File metadata and controls

284 lines (220 loc) · 10.9 KB

Rule

With Swarm, you can describe rules using the Rego language. These rules pertain to data schema, events, and authorization.

  • Rules related to data processing
    • Event Rule: Defines how to capture an object when an event, such as object creation, occurs.
    • Schema Rule: Defines how to transform data retrieved from objects, specify the destination, and extract necessary parameters.
  • Other rules

This document explains how to write each type of rule.

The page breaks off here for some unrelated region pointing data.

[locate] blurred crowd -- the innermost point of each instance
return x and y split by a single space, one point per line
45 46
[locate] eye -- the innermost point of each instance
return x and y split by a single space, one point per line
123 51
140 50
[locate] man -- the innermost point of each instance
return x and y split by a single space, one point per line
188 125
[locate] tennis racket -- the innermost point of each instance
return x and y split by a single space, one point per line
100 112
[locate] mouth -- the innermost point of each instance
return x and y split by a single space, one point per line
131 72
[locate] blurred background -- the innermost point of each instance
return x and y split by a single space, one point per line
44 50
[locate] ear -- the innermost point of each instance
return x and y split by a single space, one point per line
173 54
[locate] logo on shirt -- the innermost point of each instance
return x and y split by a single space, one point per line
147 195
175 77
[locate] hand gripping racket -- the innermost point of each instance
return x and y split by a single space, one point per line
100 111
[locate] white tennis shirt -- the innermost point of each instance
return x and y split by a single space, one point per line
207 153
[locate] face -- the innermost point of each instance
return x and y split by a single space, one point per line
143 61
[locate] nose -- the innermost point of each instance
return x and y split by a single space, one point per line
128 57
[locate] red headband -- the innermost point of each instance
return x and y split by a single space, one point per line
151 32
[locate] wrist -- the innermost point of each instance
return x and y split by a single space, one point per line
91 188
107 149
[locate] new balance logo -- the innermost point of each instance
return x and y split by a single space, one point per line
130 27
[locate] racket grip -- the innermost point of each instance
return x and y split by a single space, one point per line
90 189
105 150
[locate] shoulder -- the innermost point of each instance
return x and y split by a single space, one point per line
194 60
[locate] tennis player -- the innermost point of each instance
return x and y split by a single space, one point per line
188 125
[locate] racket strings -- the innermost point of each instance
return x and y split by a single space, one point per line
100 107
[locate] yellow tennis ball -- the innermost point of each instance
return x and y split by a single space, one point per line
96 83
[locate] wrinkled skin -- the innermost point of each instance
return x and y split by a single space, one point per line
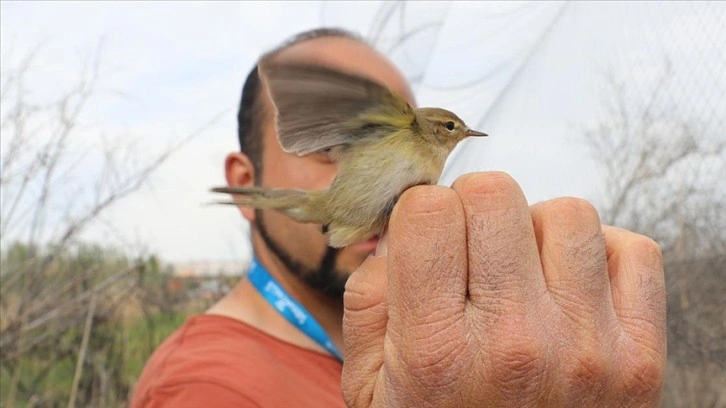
476 299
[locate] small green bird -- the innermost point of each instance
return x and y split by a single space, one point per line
382 145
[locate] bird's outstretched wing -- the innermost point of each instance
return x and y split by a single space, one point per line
318 108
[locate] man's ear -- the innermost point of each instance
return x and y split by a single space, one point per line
240 172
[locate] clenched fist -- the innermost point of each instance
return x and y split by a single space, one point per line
478 300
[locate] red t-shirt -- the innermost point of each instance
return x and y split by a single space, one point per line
216 361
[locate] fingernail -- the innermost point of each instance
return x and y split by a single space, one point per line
382 248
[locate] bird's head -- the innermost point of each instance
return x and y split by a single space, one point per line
444 126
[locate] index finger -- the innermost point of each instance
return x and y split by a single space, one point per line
504 261
427 274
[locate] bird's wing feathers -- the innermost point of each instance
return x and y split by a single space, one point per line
318 108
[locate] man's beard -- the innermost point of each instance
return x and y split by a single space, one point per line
325 278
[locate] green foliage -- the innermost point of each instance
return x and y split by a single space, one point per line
46 299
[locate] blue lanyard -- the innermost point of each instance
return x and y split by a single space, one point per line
289 308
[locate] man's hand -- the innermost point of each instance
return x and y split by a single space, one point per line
479 300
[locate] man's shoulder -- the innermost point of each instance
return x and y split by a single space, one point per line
212 353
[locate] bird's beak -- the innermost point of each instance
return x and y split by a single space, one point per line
470 132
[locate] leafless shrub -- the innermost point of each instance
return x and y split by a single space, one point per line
62 301
663 178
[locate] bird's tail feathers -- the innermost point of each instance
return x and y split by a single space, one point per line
293 203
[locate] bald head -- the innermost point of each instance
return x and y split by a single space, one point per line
348 55
332 48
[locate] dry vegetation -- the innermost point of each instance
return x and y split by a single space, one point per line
77 321
664 178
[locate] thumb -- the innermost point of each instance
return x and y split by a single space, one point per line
364 327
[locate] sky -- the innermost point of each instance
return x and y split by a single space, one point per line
529 74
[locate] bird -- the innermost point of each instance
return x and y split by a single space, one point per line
382 145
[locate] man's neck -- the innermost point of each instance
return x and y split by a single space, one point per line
244 303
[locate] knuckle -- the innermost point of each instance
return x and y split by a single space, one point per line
572 208
477 184
589 370
518 365
642 376
425 201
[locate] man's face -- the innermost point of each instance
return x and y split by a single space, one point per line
305 243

  • Input: Describes the schema of the input provided for Rego evaluation.
  • Output: Explains the variables used to store the results of Rego evaluations.
  • Example: Demonstrates the types of rules that can be described.

Event Rule

This rule defines how to capture an object when events, such as object creation, occur. The package name is event.

package event

...

Input

The data obtained by Swarm as a notification event is converted and passed into the input for evaluation in Rego. The input has the following schema:

  • cs: (Optional): The field indicates object identity of Cloud Storage
    • bucket: (Required, string) Specifies the name of the bucket containing the object.
    • name: (Required, string) Specifies the name of the object.
  • size: (Optional, int64) Specifies the size of the object in bytes. If missing or unknown, it will be omitted.
  • created_at: (Optional, int64) Specifies the Unix timestamp (second) the object was created. If missing or unknown, it will be omitted.
  • digests: (Optional, array) Specifies the hash value of the object.
    • alg: (Required, string) Specifies the algorithm used for the hash value.
    • value: (Required, string) Specifies the hash value.
  • data: (Optional, object) Represents the original notification data. This field is used to access the original notification data when necessary.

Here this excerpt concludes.